- The final AC21 biotech report concluded that a compensation fund was not warranted at this time, but went on to say that if in the future, the secretary obtains convincing data substantiating economic loss that he may initiate a pilot program based on the model of current crop insurance programs.
The USDA Advisory Committee on Biotechnology and 21st Century Agriculture (AC21) recently submitted to Secretary Vilsack their final recommendations on coexistence among organic, biotech and conventional farming operations. The organic community was demanding an indemnity fund supported by the technology providers to compensate for economic losses incurred by pollen drift of biotech crops.
In March 2011, Secretary Vilsack revived the AC21 after it was idle for two years. The members represented the biotechnology industry, the organic food industry, farming communities, the seed industry, food manufacturers, state government, consumer/community development groups, the medical profession and academic researchers.
The major charge to the group was to examine “what types of compensation mechanisms, if any, would be appropriate to address economic losses to farmers caused by unintended presence of genetically engineered materials, as well as how such mechanisms might work.” The committee has met five times since mid 2011 and conducted multiple conference calls. The weakness of the organic community’s claim was the lack of credible data to support their claims of economic losses.
The final report, endorsed by 22 of the 23 members, is on the NCC’s website at www.cotton.org/tech/biotech/ac21report.cfm.

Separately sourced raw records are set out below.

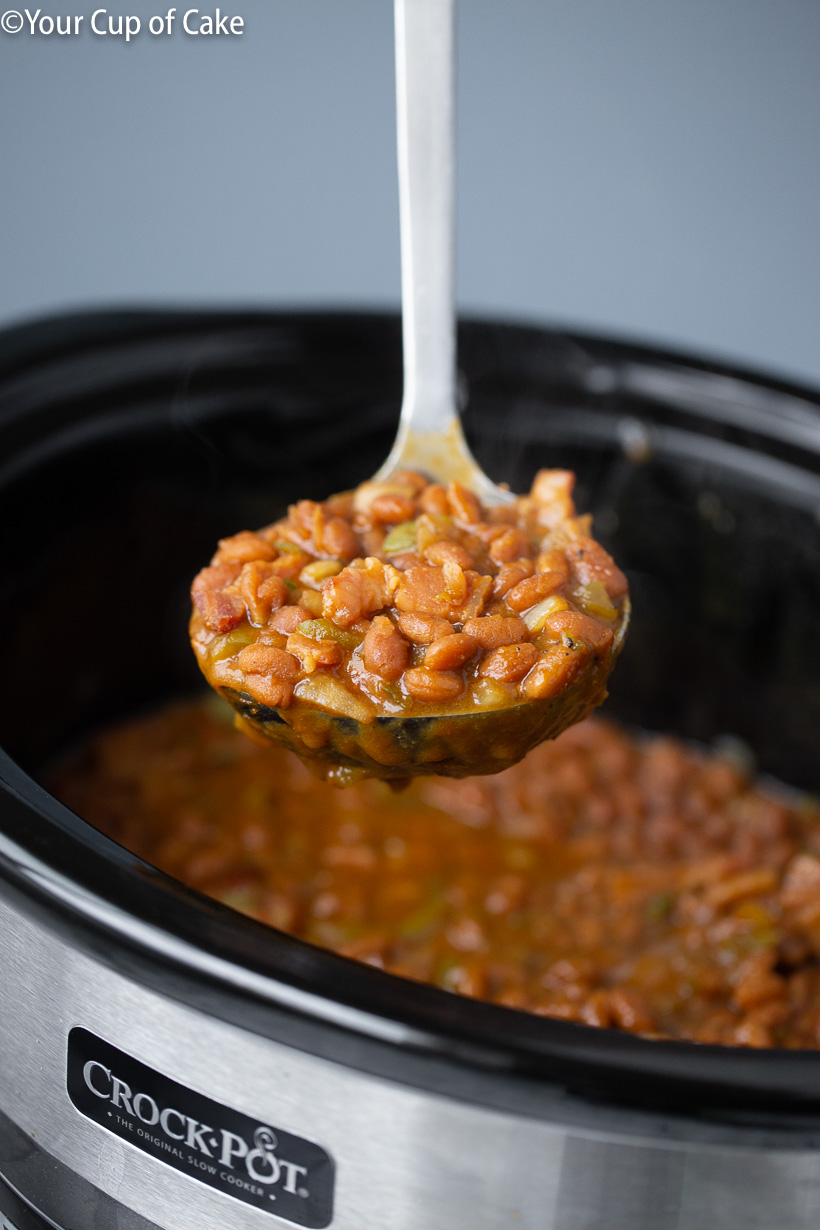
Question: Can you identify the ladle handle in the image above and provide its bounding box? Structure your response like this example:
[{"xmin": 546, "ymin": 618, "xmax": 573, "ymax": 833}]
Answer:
[{"xmin": 396, "ymin": 0, "xmax": 457, "ymax": 433}]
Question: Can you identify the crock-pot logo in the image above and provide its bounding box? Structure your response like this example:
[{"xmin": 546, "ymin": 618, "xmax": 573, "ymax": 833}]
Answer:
[{"xmin": 68, "ymin": 1028, "xmax": 333, "ymax": 1228}]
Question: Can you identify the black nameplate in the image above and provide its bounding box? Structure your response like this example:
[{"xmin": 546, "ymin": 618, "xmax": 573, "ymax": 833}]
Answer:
[{"xmin": 68, "ymin": 1028, "xmax": 333, "ymax": 1230}]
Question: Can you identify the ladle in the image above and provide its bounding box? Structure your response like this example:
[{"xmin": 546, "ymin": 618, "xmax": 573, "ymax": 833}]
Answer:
[{"xmin": 220, "ymin": 0, "xmax": 628, "ymax": 784}]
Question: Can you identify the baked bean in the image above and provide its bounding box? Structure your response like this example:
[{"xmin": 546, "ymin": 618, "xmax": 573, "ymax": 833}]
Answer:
[
  {"xmin": 240, "ymin": 562, "xmax": 288, "ymax": 627},
  {"xmin": 447, "ymin": 482, "xmax": 481, "ymax": 525},
  {"xmin": 396, "ymin": 563, "xmax": 452, "ymax": 619},
  {"xmin": 489, "ymin": 529, "xmax": 530, "ymax": 563},
  {"xmin": 213, "ymin": 530, "xmax": 277, "ymax": 563},
  {"xmin": 491, "ymin": 560, "xmax": 535, "ymax": 598},
  {"xmin": 370, "ymin": 492, "xmax": 417, "ymax": 525},
  {"xmin": 536, "ymin": 547, "xmax": 569, "ymax": 584},
  {"xmin": 424, "ymin": 541, "xmax": 475, "ymax": 569},
  {"xmin": 50, "ymin": 703, "xmax": 820, "ymax": 1049},
  {"xmin": 322, "ymin": 557, "xmax": 403, "ymax": 627},
  {"xmin": 521, "ymin": 645, "xmax": 589, "ymax": 700},
  {"xmin": 567, "ymin": 538, "xmax": 628, "ymax": 598},
  {"xmin": 419, "ymin": 482, "xmax": 450, "ymax": 517},
  {"xmin": 288, "ymin": 632, "xmax": 343, "ymax": 675},
  {"xmin": 270, "ymin": 551, "xmax": 312, "ymax": 581},
  {"xmin": 268, "ymin": 604, "xmax": 312, "ymax": 636},
  {"xmin": 424, "ymin": 632, "xmax": 478, "ymax": 670},
  {"xmin": 397, "ymin": 611, "xmax": 455, "ymax": 645},
  {"xmin": 504, "ymin": 572, "xmax": 564, "ymax": 611},
  {"xmin": 191, "ymin": 470, "xmax": 629, "ymax": 718},
  {"xmin": 245, "ymin": 674, "xmax": 294, "ymax": 708},
  {"xmin": 316, "ymin": 517, "xmax": 359, "ymax": 560},
  {"xmin": 463, "ymin": 615, "xmax": 530, "ymax": 649},
  {"xmin": 478, "ymin": 642, "xmax": 538, "ymax": 683},
  {"xmin": 361, "ymin": 615, "xmax": 411, "ymax": 680},
  {"xmin": 236, "ymin": 643, "xmax": 301, "ymax": 680},
  {"xmin": 545, "ymin": 610, "xmax": 615, "ymax": 653},
  {"xmin": 191, "ymin": 563, "xmax": 245, "ymax": 633},
  {"xmin": 404, "ymin": 667, "xmax": 465, "ymax": 704}
]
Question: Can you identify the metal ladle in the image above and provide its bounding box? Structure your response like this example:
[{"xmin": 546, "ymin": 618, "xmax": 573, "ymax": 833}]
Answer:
[{"xmin": 220, "ymin": 0, "xmax": 629, "ymax": 784}]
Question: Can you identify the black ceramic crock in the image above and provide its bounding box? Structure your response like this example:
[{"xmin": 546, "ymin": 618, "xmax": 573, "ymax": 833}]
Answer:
[{"xmin": 0, "ymin": 312, "xmax": 820, "ymax": 1230}]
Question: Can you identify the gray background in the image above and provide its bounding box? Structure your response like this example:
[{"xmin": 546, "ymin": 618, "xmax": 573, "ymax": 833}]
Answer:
[{"xmin": 0, "ymin": 0, "xmax": 820, "ymax": 383}]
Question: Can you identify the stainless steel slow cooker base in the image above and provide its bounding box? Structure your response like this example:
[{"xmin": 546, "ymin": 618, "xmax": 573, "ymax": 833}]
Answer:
[
  {"xmin": 0, "ymin": 312, "xmax": 820, "ymax": 1230},
  {"xmin": 0, "ymin": 907, "xmax": 820, "ymax": 1230}
]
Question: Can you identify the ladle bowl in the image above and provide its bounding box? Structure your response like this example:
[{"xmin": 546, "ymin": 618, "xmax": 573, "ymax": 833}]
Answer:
[
  {"xmin": 219, "ymin": 598, "xmax": 629, "ymax": 786},
  {"xmin": 201, "ymin": 0, "xmax": 629, "ymax": 785}
]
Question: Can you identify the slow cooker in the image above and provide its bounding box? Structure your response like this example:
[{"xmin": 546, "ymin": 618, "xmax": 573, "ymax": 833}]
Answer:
[{"xmin": 0, "ymin": 311, "xmax": 820, "ymax": 1230}]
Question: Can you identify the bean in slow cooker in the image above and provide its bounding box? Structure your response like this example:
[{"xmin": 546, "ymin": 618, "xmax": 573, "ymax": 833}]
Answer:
[
  {"xmin": 191, "ymin": 470, "xmax": 627, "ymax": 776},
  {"xmin": 49, "ymin": 697, "xmax": 820, "ymax": 1048}
]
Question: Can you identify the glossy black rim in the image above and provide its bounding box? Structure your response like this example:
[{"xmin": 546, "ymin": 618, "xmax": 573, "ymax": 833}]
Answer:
[{"xmin": 0, "ymin": 312, "xmax": 820, "ymax": 1132}]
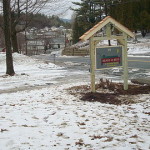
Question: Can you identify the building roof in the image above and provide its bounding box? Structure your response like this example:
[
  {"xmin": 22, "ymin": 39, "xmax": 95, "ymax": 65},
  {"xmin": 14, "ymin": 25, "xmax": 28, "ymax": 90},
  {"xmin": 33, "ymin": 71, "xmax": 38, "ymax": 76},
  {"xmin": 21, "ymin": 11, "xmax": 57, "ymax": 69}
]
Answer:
[{"xmin": 80, "ymin": 16, "xmax": 135, "ymax": 41}]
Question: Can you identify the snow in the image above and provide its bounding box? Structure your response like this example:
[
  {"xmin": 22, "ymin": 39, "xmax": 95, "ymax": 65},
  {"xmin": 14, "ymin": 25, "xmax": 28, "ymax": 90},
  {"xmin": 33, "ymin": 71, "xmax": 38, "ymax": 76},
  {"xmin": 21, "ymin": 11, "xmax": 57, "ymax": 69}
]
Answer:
[{"xmin": 0, "ymin": 39, "xmax": 150, "ymax": 150}]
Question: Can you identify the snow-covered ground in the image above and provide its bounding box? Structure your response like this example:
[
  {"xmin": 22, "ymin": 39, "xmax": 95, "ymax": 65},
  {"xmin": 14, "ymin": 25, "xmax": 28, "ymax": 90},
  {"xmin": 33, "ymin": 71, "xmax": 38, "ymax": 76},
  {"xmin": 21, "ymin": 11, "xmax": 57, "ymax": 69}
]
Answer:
[{"xmin": 0, "ymin": 35, "xmax": 150, "ymax": 150}]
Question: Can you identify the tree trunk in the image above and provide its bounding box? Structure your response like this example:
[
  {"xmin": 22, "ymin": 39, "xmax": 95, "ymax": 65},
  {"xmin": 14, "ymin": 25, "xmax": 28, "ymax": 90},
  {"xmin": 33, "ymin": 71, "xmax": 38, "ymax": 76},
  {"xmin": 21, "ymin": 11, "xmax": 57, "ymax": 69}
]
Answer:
[
  {"xmin": 3, "ymin": 0, "xmax": 15, "ymax": 76},
  {"xmin": 11, "ymin": 31, "xmax": 19, "ymax": 53}
]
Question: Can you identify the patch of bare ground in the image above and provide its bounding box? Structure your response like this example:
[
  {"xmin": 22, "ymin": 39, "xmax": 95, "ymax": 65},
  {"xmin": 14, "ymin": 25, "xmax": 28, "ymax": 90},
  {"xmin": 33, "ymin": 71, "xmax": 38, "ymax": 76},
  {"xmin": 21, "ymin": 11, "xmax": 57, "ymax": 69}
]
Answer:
[{"xmin": 68, "ymin": 79, "xmax": 150, "ymax": 105}]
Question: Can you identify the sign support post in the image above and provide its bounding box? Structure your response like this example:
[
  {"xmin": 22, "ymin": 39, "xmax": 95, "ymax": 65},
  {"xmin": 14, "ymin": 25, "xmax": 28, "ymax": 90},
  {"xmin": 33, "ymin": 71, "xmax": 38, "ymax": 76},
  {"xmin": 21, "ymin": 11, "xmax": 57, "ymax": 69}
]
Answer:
[
  {"xmin": 90, "ymin": 37, "xmax": 95, "ymax": 93},
  {"xmin": 123, "ymin": 33, "xmax": 128, "ymax": 90},
  {"xmin": 80, "ymin": 16, "xmax": 135, "ymax": 93}
]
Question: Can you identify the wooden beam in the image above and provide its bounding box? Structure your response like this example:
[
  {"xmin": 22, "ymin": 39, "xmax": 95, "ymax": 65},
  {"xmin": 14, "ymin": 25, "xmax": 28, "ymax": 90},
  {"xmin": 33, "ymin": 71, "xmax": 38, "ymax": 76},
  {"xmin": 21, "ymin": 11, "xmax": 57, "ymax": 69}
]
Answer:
[{"xmin": 90, "ymin": 37, "xmax": 96, "ymax": 93}]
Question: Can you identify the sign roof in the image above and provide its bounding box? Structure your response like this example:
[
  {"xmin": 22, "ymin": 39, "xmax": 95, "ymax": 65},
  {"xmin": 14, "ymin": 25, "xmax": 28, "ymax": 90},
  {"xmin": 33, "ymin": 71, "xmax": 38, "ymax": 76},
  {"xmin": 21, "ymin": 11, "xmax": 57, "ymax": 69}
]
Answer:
[{"xmin": 80, "ymin": 16, "xmax": 135, "ymax": 41}]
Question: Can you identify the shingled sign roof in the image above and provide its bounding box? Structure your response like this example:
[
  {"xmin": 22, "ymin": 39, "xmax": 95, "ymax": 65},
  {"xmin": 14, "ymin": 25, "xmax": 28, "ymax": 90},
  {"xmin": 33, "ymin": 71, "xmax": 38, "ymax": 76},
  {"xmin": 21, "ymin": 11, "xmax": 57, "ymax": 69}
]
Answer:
[{"xmin": 80, "ymin": 16, "xmax": 135, "ymax": 41}]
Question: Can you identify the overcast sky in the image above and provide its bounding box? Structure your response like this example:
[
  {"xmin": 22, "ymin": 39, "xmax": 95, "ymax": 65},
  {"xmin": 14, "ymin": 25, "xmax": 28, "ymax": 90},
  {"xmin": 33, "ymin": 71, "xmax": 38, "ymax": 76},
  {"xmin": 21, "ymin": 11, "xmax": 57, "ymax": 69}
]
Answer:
[{"xmin": 41, "ymin": 0, "xmax": 80, "ymax": 19}]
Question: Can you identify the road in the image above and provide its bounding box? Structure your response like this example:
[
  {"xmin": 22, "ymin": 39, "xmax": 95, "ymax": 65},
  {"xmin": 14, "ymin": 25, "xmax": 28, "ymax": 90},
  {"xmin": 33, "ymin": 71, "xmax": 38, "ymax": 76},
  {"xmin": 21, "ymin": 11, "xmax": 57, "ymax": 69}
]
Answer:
[{"xmin": 33, "ymin": 54, "xmax": 150, "ymax": 69}]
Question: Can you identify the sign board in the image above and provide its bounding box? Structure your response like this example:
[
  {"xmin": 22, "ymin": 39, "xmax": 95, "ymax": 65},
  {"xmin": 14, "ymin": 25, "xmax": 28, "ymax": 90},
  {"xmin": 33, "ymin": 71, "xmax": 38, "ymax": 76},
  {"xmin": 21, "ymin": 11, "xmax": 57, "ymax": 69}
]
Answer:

The report concluded that a compensation fund was not warranted at this time, but went on to say that if in the future, the Secretary obtains convincing data substantiating economic loss that he may initiate a pilot program based on the model of current crop insurance programs. The report also endorsed increased outreach and education regarding the principles of coexistence.
The NCC and other agricultural organizations support the discussions’ outcome as a fair compromise of positions. Organic groups have come out against it claiming that an insurance program would put the economic burden solely on the organic grower.